I therefore would affirm the guilty verdicts on all three counts.
. The majority opinion’s attempt to come up with other possible reasons for the cross-outs ' is thus at odds with the district court’s understanding. Maj. Op, at 212 n.62. But even if those theories are remote possibilities, they do not help Fairley because he bears the burden of demonstrating prejudice and certainly the most likely reason for the cross-outs is the unanimity requirement.

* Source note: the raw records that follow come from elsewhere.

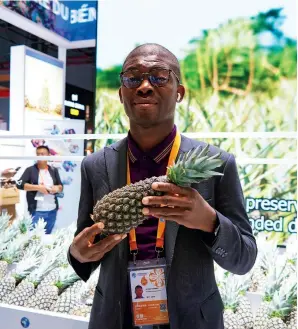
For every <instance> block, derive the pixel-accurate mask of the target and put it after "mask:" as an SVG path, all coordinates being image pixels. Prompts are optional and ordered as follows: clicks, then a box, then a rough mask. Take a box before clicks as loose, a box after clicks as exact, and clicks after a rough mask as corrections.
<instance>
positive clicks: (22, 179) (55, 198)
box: [17, 164, 63, 214]
mask: <svg viewBox="0 0 298 329" xmlns="http://www.w3.org/2000/svg"><path fill="white" fill-rule="evenodd" d="M48 168H49V173H50V175H51V177H52V179H53V183H54V185H62V186H63V184H62V182H61V179H60V176H59V172H58V169H57V168H55V167H51V166H49V167H48ZM38 175H39V172H38V167H37V165H36V164H35V165H34V166H31V167H28V168H27V169H26V170H25V171H24V173H23V175H22V177H21V178H20V179H19V180H18V181H17V188H18V189H19V190H24V185H25V184H32V185H38ZM26 192H27V194H26V198H27V203H28V211H29V213H30V214H32V213H33V212H34V211H35V210H36V205H37V200H35V196H36V193H37V192H36V191H26ZM55 203H56V209H58V207H59V204H58V199H57V196H56V195H55Z"/></svg>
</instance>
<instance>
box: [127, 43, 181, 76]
mask: <svg viewBox="0 0 298 329" xmlns="http://www.w3.org/2000/svg"><path fill="white" fill-rule="evenodd" d="M143 48H151V52H152V53H156V52H160V53H162V54H163V55H165V56H167V58H168V59H169V62H170V65H171V69H172V70H173V71H174V72H175V73H176V74H177V76H178V78H179V80H181V72H180V64H179V61H178V59H177V57H176V56H175V55H174V54H173V53H172V52H171V51H170V50H169V49H167V48H166V47H164V46H162V45H160V44H158V43H144V44H142V45H139V46H137V47H136V48H134V49H133V50H132V51H131V52H130V53H129V54H128V55H127V57H126V59H125V61H124V63H123V66H122V70H123V68H124V66H125V64H126V62H127V60H128V59H129V58H130V57H131V56H134V55H137V54H139V53H141V52H142V49H143Z"/></svg>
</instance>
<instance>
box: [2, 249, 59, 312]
mask: <svg viewBox="0 0 298 329" xmlns="http://www.w3.org/2000/svg"><path fill="white" fill-rule="evenodd" d="M60 254H61V248H60V247H59V246H57V247H56V248H53V249H51V250H49V251H48V252H47V253H46V254H44V255H43V257H42V259H41V261H40V266H39V267H37V268H36V269H35V270H34V271H33V272H31V273H30V274H29V275H28V276H27V277H26V279H25V280H23V281H22V282H21V283H20V284H19V285H18V286H17V288H16V289H15V290H14V291H13V292H12V293H11V294H9V296H7V298H6V299H5V302H6V303H7V304H13V305H16V306H24V305H25V304H26V303H27V301H28V300H29V298H30V297H31V296H32V295H34V293H35V288H36V287H37V286H38V284H39V283H40V282H41V281H42V279H43V278H44V277H45V276H46V275H47V274H48V273H49V272H50V271H51V270H52V269H54V268H55V267H57V261H58V260H59V256H60Z"/></svg>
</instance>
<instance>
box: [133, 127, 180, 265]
mask: <svg viewBox="0 0 298 329" xmlns="http://www.w3.org/2000/svg"><path fill="white" fill-rule="evenodd" d="M175 136H176V126H174V128H173V130H172V132H171V133H170V134H169V135H168V136H167V137H166V138H165V139H164V140H163V141H162V142H161V143H159V144H158V145H157V146H156V147H154V148H153V149H151V150H149V151H147V152H143V151H142V150H141V149H140V148H139V147H138V145H137V142H136V141H134V140H133V138H132V136H131V135H130V134H128V147H129V150H130V152H131V154H132V155H133V158H135V159H136V160H135V161H132V157H131V156H129V166H130V177H131V182H132V183H136V182H138V181H140V180H143V179H146V178H149V177H152V176H162V175H165V174H166V170H167V166H168V161H169V156H170V151H171V149H172V147H168V146H169V145H170V144H173V141H174V139H175ZM166 149H167V152H164V151H165V150H166ZM154 159H155V160H154ZM158 160H160V161H158ZM157 225H158V219H157V218H155V217H150V218H149V219H148V220H146V221H144V223H143V224H141V225H140V226H138V227H137V228H136V237H137V244H138V256H137V259H140V260H143V259H152V258H155V257H156V252H155V244H156V234H157Z"/></svg>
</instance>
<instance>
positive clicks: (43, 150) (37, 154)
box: [36, 148, 49, 165]
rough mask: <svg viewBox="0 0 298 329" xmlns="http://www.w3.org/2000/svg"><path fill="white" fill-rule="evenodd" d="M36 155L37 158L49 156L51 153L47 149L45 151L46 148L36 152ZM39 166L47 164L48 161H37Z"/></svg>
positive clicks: (42, 160) (40, 148)
mask: <svg viewBox="0 0 298 329" xmlns="http://www.w3.org/2000/svg"><path fill="white" fill-rule="evenodd" d="M36 155H37V156H48V155H49V152H48V150H47V149H44V148H40V149H38V150H36ZM37 163H38V164H41V165H42V164H43V165H45V164H47V161H46V160H41V161H37Z"/></svg>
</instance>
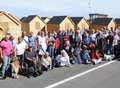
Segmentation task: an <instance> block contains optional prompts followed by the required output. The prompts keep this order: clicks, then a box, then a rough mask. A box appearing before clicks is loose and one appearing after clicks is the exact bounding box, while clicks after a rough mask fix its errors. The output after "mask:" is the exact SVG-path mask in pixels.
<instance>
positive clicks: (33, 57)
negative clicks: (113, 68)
mask: <svg viewBox="0 0 120 88" xmlns="http://www.w3.org/2000/svg"><path fill="white" fill-rule="evenodd" d="M119 49H120V29H119V28H117V29H115V30H107V29H106V28H102V29H100V30H99V31H96V30H94V29H93V30H91V31H89V30H81V29H79V28H78V29H77V30H76V31H75V32H74V31H72V29H68V30H67V31H66V32H65V31H61V30H59V31H58V32H53V33H45V32H44V31H40V32H39V33H38V35H36V36H34V35H33V33H32V32H29V33H26V32H22V35H21V36H20V37H19V38H18V40H17V41H16V40H15V39H14V37H12V36H11V34H10V33H6V35H5V37H4V38H3V39H2V40H1V41H0V58H1V61H2V66H1V68H2V78H3V79H5V78H6V76H7V75H10V76H11V73H12V72H11V71H10V69H9V68H10V63H11V60H12V58H13V57H16V59H18V60H19V62H20V66H21V69H22V70H20V72H19V74H22V75H24V76H27V77H29V78H31V77H36V76H39V75H41V74H43V73H44V71H48V70H52V69H54V67H64V66H66V67H71V66H72V65H73V64H94V65H96V64H99V63H101V62H102V61H103V60H111V59H115V58H119V57H120V55H119V54H120V51H119ZM8 69H9V70H8Z"/></svg>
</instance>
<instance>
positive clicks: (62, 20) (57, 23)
mask: <svg viewBox="0 0 120 88" xmlns="http://www.w3.org/2000/svg"><path fill="white" fill-rule="evenodd" d="M66 17H67V16H53V17H52V18H51V19H50V21H49V22H48V24H60V23H61V22H62V21H63V20H64V19H65V18H66Z"/></svg>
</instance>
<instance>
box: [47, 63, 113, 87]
mask: <svg viewBox="0 0 120 88" xmlns="http://www.w3.org/2000/svg"><path fill="white" fill-rule="evenodd" d="M114 62H115V61H110V62H108V63H105V64H103V65H100V66H97V67H94V68H92V69H89V70H87V71H85V72H82V73H79V74H77V75H74V76H72V77H69V78H66V79H64V80H61V81H59V82H56V83H54V84H51V85H49V86H47V87H45V88H54V87H56V86H59V85H61V84H63V83H66V82H68V81H71V80H73V79H75V78H78V77H81V76H84V75H86V74H88V73H90V72H92V71H95V70H97V69H100V68H102V67H105V66H107V65H109V64H112V63H114Z"/></svg>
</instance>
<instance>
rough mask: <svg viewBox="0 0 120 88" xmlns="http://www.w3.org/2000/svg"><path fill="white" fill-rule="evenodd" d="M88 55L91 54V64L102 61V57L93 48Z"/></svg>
mask: <svg viewBox="0 0 120 88" xmlns="http://www.w3.org/2000/svg"><path fill="white" fill-rule="evenodd" d="M90 56H91V61H92V63H93V64H95V65H96V64H99V63H101V62H102V58H101V56H100V53H99V51H98V50H95V49H94V50H91V52H90Z"/></svg>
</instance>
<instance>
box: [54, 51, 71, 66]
mask: <svg viewBox="0 0 120 88" xmlns="http://www.w3.org/2000/svg"><path fill="white" fill-rule="evenodd" d="M56 61H57V66H60V67H63V66H71V64H70V58H69V56H68V54H67V53H66V51H65V50H62V51H61V54H60V55H58V56H57V57H56Z"/></svg>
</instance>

. See, e.g., Statler v. United States, 157 U.S. 277, 279, 15 S.Ct. 616, 39 L.Ed. 700 (1895) ("Surplusage in a verdict may be rejected, being harmless (emphasis added)); United States v. Ailsworth, 138 F.3d 843, 846 (10th Cir. 1998) (holding that so long as notations do not cast doubt on the unqualified nature of a general verdict, "unnecessary or irrelevant statements in a verdict form may be disregarded as surplusage” (emphasis added)); Slotkin v. Citizens Casualty Co. of New York, 614 F.2d 301, 318 (2d. Cir. 1979) (holding that a jury’s attempt through extraneous notations to allocate damages between defen*219dants they have found jointly and severally liable was mere "surplusage which may be disregarded” (emphasis added)); Prudential Ins. Co. of America v. Faulkner, 68 F.2d 676, 681 (10th Cir. 1934) (stating that a court rriay disregard a jury's notations following an award of damages concerning how the award should be divided into installment payments).